Forgiveness. That’s what our ears have to offer. Optimized by evolution for the detection of both the footsteps of a bear otter and the subtleties of Bach. Eager to please as a golden retriever, they’ll gladly accept a pair of cheap-o earbuds for a K-pop workout mix and re-equalize the sound for you right inside your skull. In fact, given the chance, our ears will go one better. When I dropped the needle on my first vinyl purchase in well over twenty years, I was stunned by the medium’s musicality. I hadn’t felt that close to this band since … ever. Sure, digital recording may be technically superior to vinyl—but our ears don’t really seem to care about that. Even after abusing them with a lifetime of unprotected drumming, they offered me grace. Over my tinnitus, I heard the ring of truth.

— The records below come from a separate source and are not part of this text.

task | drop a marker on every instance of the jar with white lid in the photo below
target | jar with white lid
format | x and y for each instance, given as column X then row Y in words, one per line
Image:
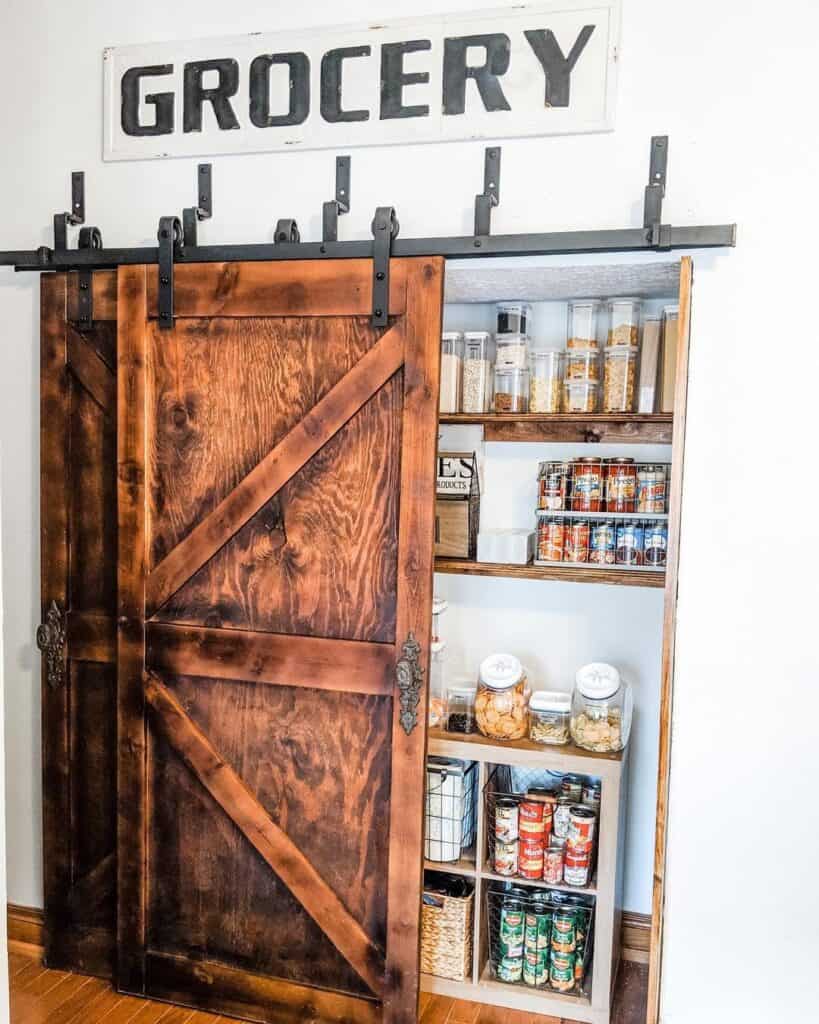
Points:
column 514, row 317
column 601, row 709
column 550, row 712
column 502, row 698
column 511, row 351
column 476, row 392
column 451, row 357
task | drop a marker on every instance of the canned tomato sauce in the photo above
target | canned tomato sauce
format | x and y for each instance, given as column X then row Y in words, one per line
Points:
column 575, row 544
column 551, row 538
column 620, row 485
column 587, row 485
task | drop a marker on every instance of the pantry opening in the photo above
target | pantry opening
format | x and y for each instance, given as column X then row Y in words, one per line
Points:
column 579, row 365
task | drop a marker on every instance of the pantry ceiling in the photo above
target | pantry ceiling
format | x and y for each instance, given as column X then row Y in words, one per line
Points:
column 477, row 284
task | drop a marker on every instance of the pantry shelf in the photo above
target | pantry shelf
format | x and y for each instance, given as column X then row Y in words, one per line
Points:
column 622, row 428
column 618, row 576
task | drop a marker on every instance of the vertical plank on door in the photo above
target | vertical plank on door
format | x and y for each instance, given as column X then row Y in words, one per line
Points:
column 669, row 631
column 419, row 445
column 54, row 433
column 131, row 740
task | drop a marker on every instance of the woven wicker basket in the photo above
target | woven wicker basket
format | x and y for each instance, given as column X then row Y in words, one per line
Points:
column 446, row 935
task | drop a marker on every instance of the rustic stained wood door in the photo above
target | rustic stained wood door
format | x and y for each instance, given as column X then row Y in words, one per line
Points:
column 275, row 534
column 78, row 512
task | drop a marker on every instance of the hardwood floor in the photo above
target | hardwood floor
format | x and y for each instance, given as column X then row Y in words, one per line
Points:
column 42, row 996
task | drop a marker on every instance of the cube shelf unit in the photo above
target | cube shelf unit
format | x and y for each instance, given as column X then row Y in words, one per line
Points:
column 606, row 887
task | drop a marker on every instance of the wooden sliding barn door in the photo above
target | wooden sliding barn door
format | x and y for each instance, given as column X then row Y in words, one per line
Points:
column 77, row 635
column 275, row 530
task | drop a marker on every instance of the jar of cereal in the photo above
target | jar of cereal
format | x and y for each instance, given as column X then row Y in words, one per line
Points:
column 601, row 709
column 545, row 381
column 502, row 698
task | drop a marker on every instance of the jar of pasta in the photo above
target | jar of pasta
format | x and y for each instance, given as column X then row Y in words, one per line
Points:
column 582, row 329
column 619, row 379
column 545, row 380
column 601, row 709
column 511, row 390
column 623, row 322
column 502, row 698
column 583, row 366
column 579, row 396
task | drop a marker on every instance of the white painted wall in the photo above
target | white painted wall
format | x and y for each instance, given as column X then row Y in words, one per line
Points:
column 733, row 83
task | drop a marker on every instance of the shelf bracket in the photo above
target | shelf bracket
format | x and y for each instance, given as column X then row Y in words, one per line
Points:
column 659, row 233
column 74, row 216
column 385, row 228
column 287, row 230
column 90, row 238
column 490, row 197
column 170, row 240
column 332, row 210
column 204, row 208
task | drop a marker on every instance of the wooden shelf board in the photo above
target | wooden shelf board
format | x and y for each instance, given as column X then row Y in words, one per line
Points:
column 490, row 876
column 621, row 428
column 567, row 758
column 561, row 571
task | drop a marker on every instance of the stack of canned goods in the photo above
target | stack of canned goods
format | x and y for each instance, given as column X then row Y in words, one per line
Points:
column 602, row 542
column 593, row 484
column 547, row 835
column 540, row 939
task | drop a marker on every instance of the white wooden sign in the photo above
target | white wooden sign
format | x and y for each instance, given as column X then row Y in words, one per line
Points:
column 534, row 70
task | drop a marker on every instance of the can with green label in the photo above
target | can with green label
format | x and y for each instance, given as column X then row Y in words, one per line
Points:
column 510, row 969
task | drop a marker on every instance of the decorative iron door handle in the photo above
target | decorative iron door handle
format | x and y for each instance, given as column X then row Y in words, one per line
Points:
column 410, row 676
column 51, row 641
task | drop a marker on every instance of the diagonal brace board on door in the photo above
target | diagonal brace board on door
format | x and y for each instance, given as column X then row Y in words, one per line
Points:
column 279, row 465
column 275, row 847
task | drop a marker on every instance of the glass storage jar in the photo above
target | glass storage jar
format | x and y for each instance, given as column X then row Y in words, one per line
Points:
column 476, row 390
column 511, row 351
column 601, row 709
column 583, row 366
column 502, row 698
column 619, row 379
column 511, row 390
column 461, row 709
column 451, row 356
column 546, row 376
column 579, row 396
column 514, row 317
column 582, row 329
column 623, row 322
column 550, row 712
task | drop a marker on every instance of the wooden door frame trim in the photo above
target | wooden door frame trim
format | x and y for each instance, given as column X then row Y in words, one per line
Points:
column 669, row 638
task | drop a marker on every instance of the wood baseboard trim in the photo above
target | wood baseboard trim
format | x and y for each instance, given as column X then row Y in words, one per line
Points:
column 25, row 926
column 26, row 933
column 636, row 937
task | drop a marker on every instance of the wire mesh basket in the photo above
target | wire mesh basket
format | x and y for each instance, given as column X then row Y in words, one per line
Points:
column 510, row 785
column 541, row 938
column 451, row 800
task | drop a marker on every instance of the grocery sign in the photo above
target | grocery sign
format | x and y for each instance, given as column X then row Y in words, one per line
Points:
column 532, row 70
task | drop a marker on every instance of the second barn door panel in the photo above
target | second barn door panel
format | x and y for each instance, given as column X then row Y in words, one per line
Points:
column 275, row 531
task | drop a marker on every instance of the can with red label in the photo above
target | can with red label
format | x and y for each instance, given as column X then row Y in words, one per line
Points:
column 506, row 857
column 530, row 864
column 551, row 539
column 530, row 818
column 575, row 866
column 553, row 864
column 582, row 826
column 575, row 541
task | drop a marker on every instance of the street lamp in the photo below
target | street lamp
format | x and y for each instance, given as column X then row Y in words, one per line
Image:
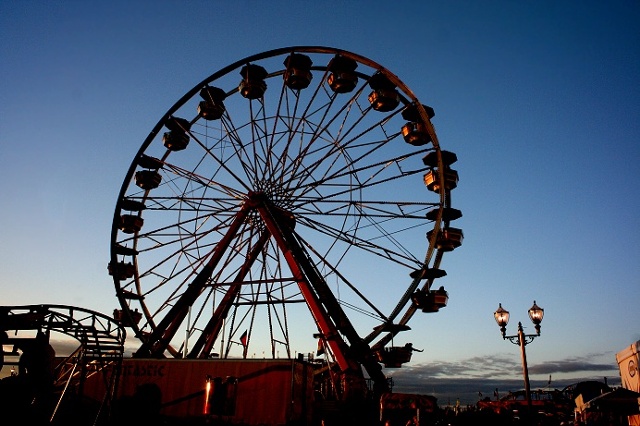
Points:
column 502, row 318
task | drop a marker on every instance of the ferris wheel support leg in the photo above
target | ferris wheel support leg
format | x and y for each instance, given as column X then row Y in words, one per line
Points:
column 205, row 343
column 331, row 321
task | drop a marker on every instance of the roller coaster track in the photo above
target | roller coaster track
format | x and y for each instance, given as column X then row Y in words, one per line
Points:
column 100, row 351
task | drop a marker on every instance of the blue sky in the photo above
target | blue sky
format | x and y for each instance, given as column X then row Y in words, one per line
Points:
column 540, row 101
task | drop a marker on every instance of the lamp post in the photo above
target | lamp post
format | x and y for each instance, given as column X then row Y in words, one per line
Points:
column 502, row 318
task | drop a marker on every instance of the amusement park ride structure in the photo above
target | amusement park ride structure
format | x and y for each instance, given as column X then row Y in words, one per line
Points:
column 284, row 192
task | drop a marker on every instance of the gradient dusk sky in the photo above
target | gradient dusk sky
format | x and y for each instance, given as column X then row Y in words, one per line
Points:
column 539, row 100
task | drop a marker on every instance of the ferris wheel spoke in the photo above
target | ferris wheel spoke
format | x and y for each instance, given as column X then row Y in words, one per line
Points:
column 363, row 244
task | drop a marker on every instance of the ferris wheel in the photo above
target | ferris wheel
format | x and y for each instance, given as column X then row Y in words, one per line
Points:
column 294, row 195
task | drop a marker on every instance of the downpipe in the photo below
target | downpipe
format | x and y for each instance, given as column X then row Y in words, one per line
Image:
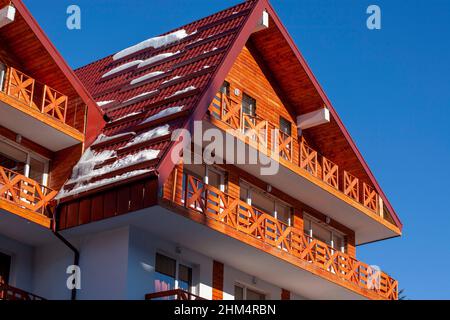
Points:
column 76, row 253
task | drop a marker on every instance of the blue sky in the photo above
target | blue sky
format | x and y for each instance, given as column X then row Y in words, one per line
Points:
column 391, row 88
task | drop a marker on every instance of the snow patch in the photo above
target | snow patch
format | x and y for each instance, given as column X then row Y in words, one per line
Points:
column 155, row 42
column 146, row 77
column 102, row 103
column 157, row 58
column 141, row 95
column 89, row 186
column 170, row 80
column 103, row 138
column 163, row 113
column 84, row 169
column 122, row 67
column 190, row 88
column 150, row 135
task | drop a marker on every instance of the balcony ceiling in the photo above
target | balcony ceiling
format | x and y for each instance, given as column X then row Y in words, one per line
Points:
column 176, row 229
column 35, row 130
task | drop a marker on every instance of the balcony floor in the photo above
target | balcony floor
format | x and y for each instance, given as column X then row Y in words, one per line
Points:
column 172, row 226
column 50, row 134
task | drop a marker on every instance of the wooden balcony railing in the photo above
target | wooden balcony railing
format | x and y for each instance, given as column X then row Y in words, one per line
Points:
column 228, row 110
column 35, row 95
column 254, row 222
column 10, row 293
column 25, row 192
column 177, row 294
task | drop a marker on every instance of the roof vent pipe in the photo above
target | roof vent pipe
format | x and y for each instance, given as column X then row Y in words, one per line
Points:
column 7, row 15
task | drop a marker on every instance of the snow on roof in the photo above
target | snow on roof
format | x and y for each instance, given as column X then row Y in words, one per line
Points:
column 155, row 43
column 141, row 95
column 157, row 58
column 122, row 67
column 163, row 113
column 103, row 103
column 92, row 185
column 217, row 31
column 190, row 88
column 149, row 135
column 146, row 77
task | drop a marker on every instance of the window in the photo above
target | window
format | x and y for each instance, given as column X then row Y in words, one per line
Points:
column 241, row 292
column 5, row 265
column 172, row 275
column 285, row 126
column 225, row 88
column 324, row 233
column 248, row 105
column 265, row 202
column 2, row 75
column 23, row 162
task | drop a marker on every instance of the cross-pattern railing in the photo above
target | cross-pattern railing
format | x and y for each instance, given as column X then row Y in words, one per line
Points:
column 25, row 192
column 35, row 95
column 254, row 222
column 228, row 110
column 8, row 292
column 176, row 294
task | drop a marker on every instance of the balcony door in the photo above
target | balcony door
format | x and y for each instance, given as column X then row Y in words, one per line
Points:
column 265, row 203
column 19, row 160
column 5, row 268
column 171, row 274
column 242, row 292
column 324, row 233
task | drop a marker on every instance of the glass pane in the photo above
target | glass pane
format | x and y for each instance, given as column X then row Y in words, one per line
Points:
column 184, row 278
column 165, row 273
column 253, row 295
column 244, row 192
column 12, row 158
column 225, row 88
column 338, row 242
column 37, row 170
column 321, row 233
column 165, row 265
column 248, row 105
column 263, row 202
column 214, row 179
column 283, row 213
column 285, row 126
column 238, row 293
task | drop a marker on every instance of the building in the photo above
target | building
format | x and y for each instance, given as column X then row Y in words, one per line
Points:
column 144, row 218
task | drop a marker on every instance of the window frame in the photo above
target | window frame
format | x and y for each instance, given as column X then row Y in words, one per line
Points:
column 29, row 155
column 245, row 288
column 192, row 288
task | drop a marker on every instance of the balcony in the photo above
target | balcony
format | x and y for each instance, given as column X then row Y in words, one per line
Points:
column 176, row 294
column 37, row 111
column 25, row 197
column 320, row 182
column 8, row 292
column 259, row 225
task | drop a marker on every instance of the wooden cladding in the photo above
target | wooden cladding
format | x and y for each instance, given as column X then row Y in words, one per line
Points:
column 36, row 95
column 241, row 216
column 115, row 201
column 8, row 292
column 268, row 137
column 176, row 294
column 40, row 97
column 217, row 280
column 25, row 192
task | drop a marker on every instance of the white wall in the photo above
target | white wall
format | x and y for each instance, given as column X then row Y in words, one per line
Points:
column 103, row 263
column 233, row 276
column 21, row 262
column 141, row 264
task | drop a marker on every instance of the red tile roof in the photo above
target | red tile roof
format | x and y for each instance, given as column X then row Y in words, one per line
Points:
column 202, row 61
column 196, row 59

For this epiphany, I couldn’t have been better primed than by the aforementioned record, a classic from rock’s greatest power trio—Rush, 2112 (1976; remastered, new, 180-gram disk). The title track speaks of a future time: sixty years after computers have won The War. A caste of priestly patsies keep the masses toiling under pressurized domes on a distant planet. Technology has eradicated the Individual. Imagination and music have been mayonnaisified. One day a young man discovers an ancient and strange oddity—a guitar—hidden deep in a cave. He secretly learns chords. He hauls his find back to town. À la Planet of the Apes, the priests cluck their tongues. Culture conflicts and elaborate prog rock jams ensue. It ends badly for him, and then badly for them, and then ambiguously for everyone else as a new race—the meek ones? Klaatu & Co.? Walmart?—arrive to inherit the earth by force. Occupying an entire side of the record, the twenty-minute-long fantasia explores lyricist and drummer Neil Peart’s favorite theme: the alienation of the analogue man in a digital world.
Once asked if he believed this dystopia was where the world was headed, Peart responded: “Well, things aren’t all that bad now, but it’s a logical progression from some of the things that are going on.” Oh, Neil, if you only knew. The meaning behind the organic tactility of that wooden guitar is analogous to the physical touch of a needle as it touches down on a vinyl record—analogue being the operative word. But let’s be specific. What are we talking about when we talk about the difference between analogue and digital music?
The tech differences are pretty straightforward. Digital works sort of like a water wheel dipping into a stream of music to scoop up little buckets of sound. That’s why they call it “sampling.” The faster it scoops, the better—as it goes about converting those samples into ones and zeroes and tucking them into a memory chip. No matter how rich its data, digital audio will always be just a sample set. The term itself implies incompletion—not to mention discontinuity: digital music comes at you like tiny pellets fired from a very fast machine gun. Analogue music, on the other hand, works completely differently. A recording device—in vinyl’s case, the cutting lathe—carves a physical portrait of a song into an acetate platter from which the records are pressed. From the edge of the record to its center, that spiraling groove is a single quantity that resembles the output of an EKG; peer closely enough and you’ll see your song’s heartbeat. Behaving in a manner consistent with how we experience music, it’s a picture of musical flow.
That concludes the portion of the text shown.